1. Narrow your trunnions. Because the extra thickness of the shell is on
the inside (if it were on the outside, the axis pins would not be long
enough)you will have to narrow your front and rear trunnion by .6mm on each
side.It is important that you do it evenly on each side so the barrel and the
rear tang stay in the middle of the receiver. We do it on a surface
grinder.
A handy person can figure out how to do this with much simpler tools.
2. Deal with the narrow groove on the trunnions. The top rail of the
receiver slides into grooves machined into the side of the trunnions,front
and rear. This groove is too small for the thicker top rail on our
receiver.
The first thought would be to widen the groove. Two things make this not a
good idea. First, the trunnions are very hard, and difficult to machine.
Second, you would have to made the cut symmetrical to the groove-it is
important that the barrel trunnion be at the right height in the
receiver relative to the bolt rails, so if you cut the extra metal at the top of
the existing groove, the trunnion would drop down in the shell, and the bolt
will drag in the bolt rails.
The right way to fix this is to narrow the top rail from the bottom
only.
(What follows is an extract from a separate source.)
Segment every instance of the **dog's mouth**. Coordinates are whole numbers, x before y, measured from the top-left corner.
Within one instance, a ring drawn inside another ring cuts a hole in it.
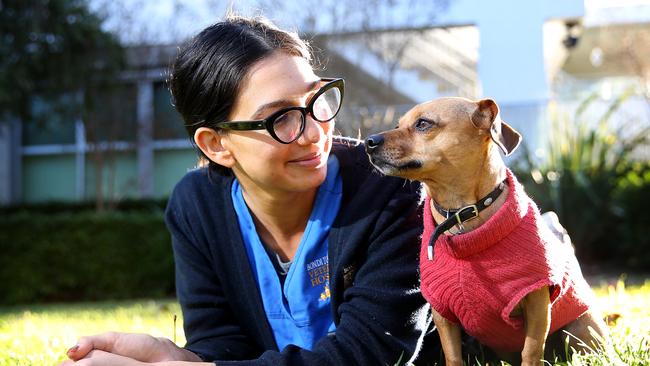
[[[400,173],[422,168],[422,162],[419,160],[410,160],[405,163],[396,164],[380,157],[371,156],[370,163],[385,175],[401,175]]]
[[[406,164],[397,166],[397,169],[399,170],[411,170],[411,169],[420,169],[420,168],[422,168],[422,162],[420,160],[411,160]]]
You can carefully file or dremmel the bottom of the top rail until the
trunnion will slide onto it. Note that if you removed the material from
the top of the rail, you will be lowering the trunnions again, with the same
bad effect on the bolt fit into the bolt rails. This is really not a
difficult thing to do. We considered doing it to all of the shells we sell without
trunnions installed, but we decided it was not a good idea.
3 Selector lever. Selector levers from a milled receiver will work fine
without modification. The wall thickness on our shell is identical to
the milled receiver. With selector levers from a 1mm sheetmetal shell, you
will have to open up the gap between the inside and the outside parts of the
selector just a bit. We are including a piece of the metal we make the
shell from as a gauge, so this will be very easy to do.
Global posted these instructions. You should have got a sheet with this information when you got the receiver. I got a sheet for each receiver I ordered. I used a mill to narrow the trunnions and that worked out well. Measure your trunnions they gave a ideal measurement but I don't have it at home, I will post dimensions tomorrow.
I found the dimensions:
The design dimension is 30.8mm, with a tolerance of .1mm plus or minus. So in SAE, a finished size of 1.213" ideal, no narrower than 1.209", no greater than 1.217".
You should measure your trunnions before removing any metal. I think there is a slight differance in manufactures to warrent checking.